2022 is the year for 'Actionable Digital Transformation'

2022 is the year for 'Actionable Digital Transformation'

News
11/01/22

As we enter 2022, Dr Andrew Rut shares his thoughts on the biggest challenges facing professionals in the life-sciences industry currently and the most significant trends to look out for in the coming year.

Ensuring that patients have confidence in their medications is paramount and we’ve seen a real shift in the focus of pharmacovigilance teams over the past 12-18 months. The industry is continuing its drive towards greater patient engagement thus providing a much more compelling consumer experience: immediate access to trusted sources of information coupled with clear and simple ways to report problems. Not only does this improve trust, it enables pharma to access more data, fast and thus build a more robust picture of safety and efficacy – uncovering the true impact of an intervention on disease, potential issues that may arise, and variations across different populations and subgroups.

One of the biggest advances we saw in 2021 was the ability of pharma to introduce different modes of communication for patients. Clearly, the pandemic caused a sea change in approaches to patient communication as a whole, but industry has also recognised the importance of capturing information directly from patients. Pharma is now successfully implementing technologies that are new to the industry, such as chatbots and voice interaction to provide consumer-like experiences that engage the user while ensuring information is gathered in a meaningful way.

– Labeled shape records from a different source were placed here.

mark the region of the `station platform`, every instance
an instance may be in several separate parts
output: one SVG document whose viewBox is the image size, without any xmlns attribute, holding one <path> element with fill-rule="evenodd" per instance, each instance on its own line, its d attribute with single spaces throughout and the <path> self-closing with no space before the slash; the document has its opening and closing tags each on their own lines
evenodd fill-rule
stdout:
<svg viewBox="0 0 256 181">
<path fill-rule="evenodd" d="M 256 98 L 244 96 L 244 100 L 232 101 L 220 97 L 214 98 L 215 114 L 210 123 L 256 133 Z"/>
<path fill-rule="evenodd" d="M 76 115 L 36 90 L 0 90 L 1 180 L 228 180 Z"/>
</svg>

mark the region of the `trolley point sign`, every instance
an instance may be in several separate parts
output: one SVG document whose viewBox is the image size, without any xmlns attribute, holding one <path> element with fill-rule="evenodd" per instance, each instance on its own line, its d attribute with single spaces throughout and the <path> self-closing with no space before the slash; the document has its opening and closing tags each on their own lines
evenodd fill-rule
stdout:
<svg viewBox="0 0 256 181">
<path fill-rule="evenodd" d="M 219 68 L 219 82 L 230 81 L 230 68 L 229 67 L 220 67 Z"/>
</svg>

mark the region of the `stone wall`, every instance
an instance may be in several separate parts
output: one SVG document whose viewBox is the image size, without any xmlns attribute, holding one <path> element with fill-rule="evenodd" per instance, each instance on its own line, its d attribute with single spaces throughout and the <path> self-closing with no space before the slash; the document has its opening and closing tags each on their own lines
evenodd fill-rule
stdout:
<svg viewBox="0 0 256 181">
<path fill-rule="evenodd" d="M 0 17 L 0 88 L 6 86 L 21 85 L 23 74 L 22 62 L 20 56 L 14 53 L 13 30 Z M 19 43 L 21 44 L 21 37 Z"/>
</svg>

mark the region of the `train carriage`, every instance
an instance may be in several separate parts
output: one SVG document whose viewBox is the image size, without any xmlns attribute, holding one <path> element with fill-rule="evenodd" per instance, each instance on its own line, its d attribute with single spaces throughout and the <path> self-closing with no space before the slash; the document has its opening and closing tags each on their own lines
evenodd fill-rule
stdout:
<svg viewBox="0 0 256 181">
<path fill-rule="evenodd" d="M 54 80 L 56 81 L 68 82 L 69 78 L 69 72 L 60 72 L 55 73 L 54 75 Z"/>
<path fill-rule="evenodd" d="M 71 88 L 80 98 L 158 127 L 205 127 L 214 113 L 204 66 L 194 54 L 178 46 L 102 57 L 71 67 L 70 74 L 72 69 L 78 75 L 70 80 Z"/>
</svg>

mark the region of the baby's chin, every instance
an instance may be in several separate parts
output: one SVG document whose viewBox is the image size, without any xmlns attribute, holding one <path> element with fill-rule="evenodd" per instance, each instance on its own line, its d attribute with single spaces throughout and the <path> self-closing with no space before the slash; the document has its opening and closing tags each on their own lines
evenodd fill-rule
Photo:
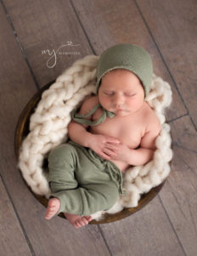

We’ve also seen an enormous shift in data analytics capabilities over the past few years. The combination of these advances means pharma now has the ability to capture more data and do so in a structured format so that it needs minimal human intervention, and then leverage the power of analytics to make meaningful assessments more accurately and rapidly than ever before.

When it comes to technology decisions, I expect the ‘buy vs build’ debate to rage on in 2022, but I believe we are seeing the trend tip back towards ‘buy’ once again. Over the past few years, we have seen many pharma move away from purchasing solutions instead utilising in-house teams to build technologies that appear to address their specific processes and objectives. However, while the initial build has often been very impressive, industry is now discovering that maintaining and updating these systems is challenging, especially when it’s not a specialist skill or focus area, and that’s where these technologies fall down, whether due to system performance, obsolescence, or security.

Overall, I think ‘Actionable Digital Transformation’ will be the term for 2022. Digital transformation has been a buzzword for the past decade, but now all companies will have to be ‘cloud’ companies. I believe the strategies that are proven to be successful will be those that sought to manage transformation in smaller stages, with an eye on the end goal, rather than those that sought to make broad changes simultaneously.